Monday, December 15, 2025

CLASSIC MEATLOAF

 Classic Meatloaf Recipe

  • 1 1/2 pound lean ground beef
  • 1 Cup diced onions
  • 3/4 cup bread crumbs
  • 1/3  cup milk, water or broth
  • 2 eggs slightly beaten
  • 1 teaspoon tomato paste
  • 1 teaspoon garlic powder
  • 1 teaspoon onion powder
  • 1/2 teaspoon salt
  • 1/4 teaspoon ground black pepper
TOPPING
  • 3/4 cup ketchup
  • 1 tablespoon white vinegar

 

STEP 1: Preheat Oven

Preheat the oven to 350°F and line a baking sheet with aluminum foil. Dice 1 cup of onion into very small piecesThe smaller the better - this will allow the meatloaf to stick together easier.

STEP 2: Mix Ingredients

Mix In a large bowl, mix together 1 ½ lbs lean ground beef (or beef/pork blend), 1 cup diced onion (chopped small), ¾ cup bread crumbs (or panko), ⅓ cup milk (or broth/water), 2 eggs, 1 tsp tomato paste, 1 tsp garlic powder, 1 tsp onion powder, ½ tsp salt, and ¼ tsp ground black pepper. Combine everything really well.
👉 Do not use ketchup or vinegar in this step (it's for the topping added later)

Shape The Meatloaf

Option 1: Shape the meatloaf into a loaf with your hands and place it directly on the lined baking sheet.
Option 2 (my favorite hack): Pack the mixture into a greased loaf pan, then flip it upside down onto the baking sheet and lift off the pan.
👉 Why do it this way? It gives you a perfect loaf shape and crispier edges-no soggy bottom like traditional pan-baked meatloaf.

STEP 3: Bake + Mix Sauce

Bake uncovered for 40 minutes.
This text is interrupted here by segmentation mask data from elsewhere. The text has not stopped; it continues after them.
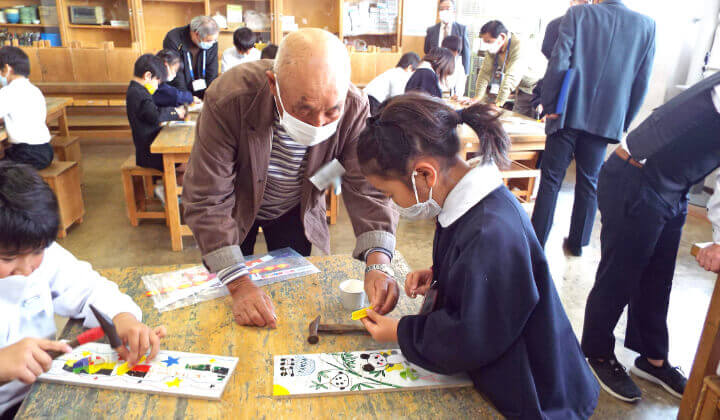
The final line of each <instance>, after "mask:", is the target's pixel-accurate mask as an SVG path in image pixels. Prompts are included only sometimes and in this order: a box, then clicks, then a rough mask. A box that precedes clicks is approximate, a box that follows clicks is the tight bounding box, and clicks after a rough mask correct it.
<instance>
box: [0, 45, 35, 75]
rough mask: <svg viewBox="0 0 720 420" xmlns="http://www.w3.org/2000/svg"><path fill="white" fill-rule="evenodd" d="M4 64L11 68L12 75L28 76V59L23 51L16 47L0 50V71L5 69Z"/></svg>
mask: <svg viewBox="0 0 720 420" xmlns="http://www.w3.org/2000/svg"><path fill="white" fill-rule="evenodd" d="M5 64H7V65H8V66H10V67H12V69H13V73H15V74H17V75H18V76H25V77H28V76H30V59H29V58H28V56H27V54H25V51H23V50H21V49H20V48H18V47H11V46H6V47H2V48H0V70H2V69H3V68H5Z"/></svg>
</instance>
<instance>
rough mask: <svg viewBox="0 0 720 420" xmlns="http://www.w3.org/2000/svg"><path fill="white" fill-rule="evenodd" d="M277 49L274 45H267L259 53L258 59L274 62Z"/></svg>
mask: <svg viewBox="0 0 720 420" xmlns="http://www.w3.org/2000/svg"><path fill="white" fill-rule="evenodd" d="M277 49H278V46H277V45H275V44H267V45H266V46H265V48H263V50H262V51H261V52H260V59H263V60H264V59H266V58H269V59H270V60H274V59H275V56H276V55H277Z"/></svg>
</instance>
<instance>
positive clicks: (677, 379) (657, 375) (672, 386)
mask: <svg viewBox="0 0 720 420" xmlns="http://www.w3.org/2000/svg"><path fill="white" fill-rule="evenodd" d="M630 371H631V372H632V374H633V375H635V376H639V377H641V378H643V379H645V380H648V381H650V382H654V383H656V384H658V385H660V386H661V387H663V388H665V390H666V391H667V392H669V393H670V394H672V395H674V396H676V397H678V398H682V394H683V392H685V385H687V378H686V377H685V375H684V374H683V372H682V370H680V368H679V367H672V366H670V363H668V361H667V360H666V361H665V363H663V365H662V367H659V368H658V367H655V366H653V365H651V364H650V362H648V360H647V359H646V358H644V357H642V356H640V357H638V358H637V359H635V366H633V367H632V368H631V369H630Z"/></svg>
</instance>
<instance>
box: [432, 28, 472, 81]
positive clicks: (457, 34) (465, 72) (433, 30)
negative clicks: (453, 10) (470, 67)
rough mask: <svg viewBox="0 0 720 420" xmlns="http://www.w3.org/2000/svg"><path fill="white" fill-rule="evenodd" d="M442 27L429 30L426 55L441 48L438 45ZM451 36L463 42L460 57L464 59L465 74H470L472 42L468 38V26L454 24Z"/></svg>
mask: <svg viewBox="0 0 720 420" xmlns="http://www.w3.org/2000/svg"><path fill="white" fill-rule="evenodd" d="M441 25H442V24H441V23H438V24H436V25H433V26H431V27H429V28H428V29H427V34H426V35H425V54H427V53H429V52H430V50H431V49H433V48H434V47H439V46H440V45H438V40H439V39H440V26H441ZM450 35H455V36H456V37H458V38H460V40H461V41H462V43H463V46H462V51H460V56H461V57H462V59H463V67H465V74H470V41H469V40H468V37H467V26H465V25H461V24H459V23H457V22H453V26H452V29H451V30H450Z"/></svg>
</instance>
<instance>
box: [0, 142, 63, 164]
mask: <svg viewBox="0 0 720 420" xmlns="http://www.w3.org/2000/svg"><path fill="white" fill-rule="evenodd" d="M52 158H53V151H52V146H50V143H44V144H25V143H17V144H12V145H11V146H10V147H9V148H8V149H7V150H5V159H9V160H12V161H13V162H17V163H25V164H27V165H31V166H32V167H33V168H35V169H37V170H40V169H45V168H47V167H48V166H50V163H51V162H52Z"/></svg>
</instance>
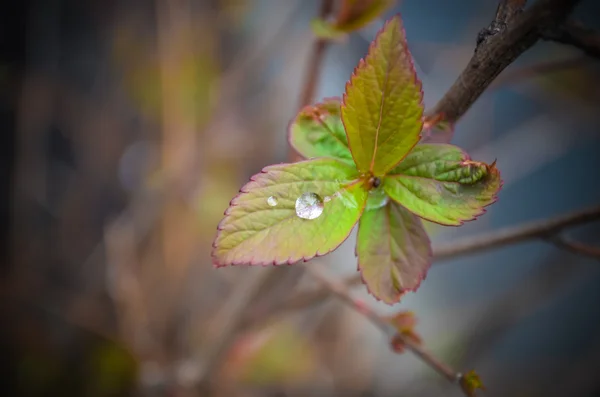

While it's cooking, mix together the sauce topping: ¾ cup ketchup and 1 Tbsp white vinegar.

STEP 4: Spread The Sauce

Remove the meatloaf from the oven and spread the sauce mixture over the top and sides. Place back in the oven to bake for another 10 minutes, or until fully cooked inside.

STEP 5: Let Rest

Let the meatloaf rest for 10 minutes before slicing to allow the juices to distribute evenly. Serve and enjoy!